These relationships are used to establish safety limits for radiation
dose, say for the medical use of X-rays, exposure of workers in nuclear
industries, the levels of radioactivity in food, etc. However, because
of the way that the methodology of radiation dosimetry has developed,
it is now recognised that there are a number of potential flaws in the
established procedures.
One of these arises because an individual may receive a dose of ionising
radiation either from a source external to the body - which may be nuclear
fallout, but could be an X-ray machine - or from a source within the body
- which would arise if a radioactive substance were ingested or inhaled.
The two types of irradiation sources are described as external and internal
emitters, respectively. It is the latter with which we are concerned here.
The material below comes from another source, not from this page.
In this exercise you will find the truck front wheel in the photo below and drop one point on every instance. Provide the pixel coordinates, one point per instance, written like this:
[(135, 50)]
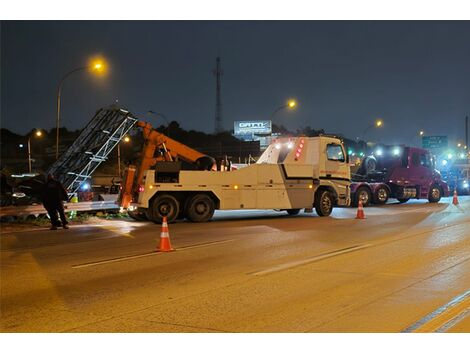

The potential flaws in radiation dosimetry to which I referred earlier
can now be more clearly understood. Firstly, much of the science relating
radiation dose to biological effect has been based on the effects of the
medical use of X-rays and the incidence of disease amongst the survivors
of the atomic bombs dropped on Hiroshima and Nagasaki in 1945.
These are both external sources of irradiation. Much less information
has come from the effects of internal emitters, and in these cases the
radiation doses received are often much less well defined. Secondly, radiation
sources can be of several types, but crucially one of these can only irradiate
the body if located inside it - these are the alpha emitters and, as described
below, the type of radiation they emit has a very short range only.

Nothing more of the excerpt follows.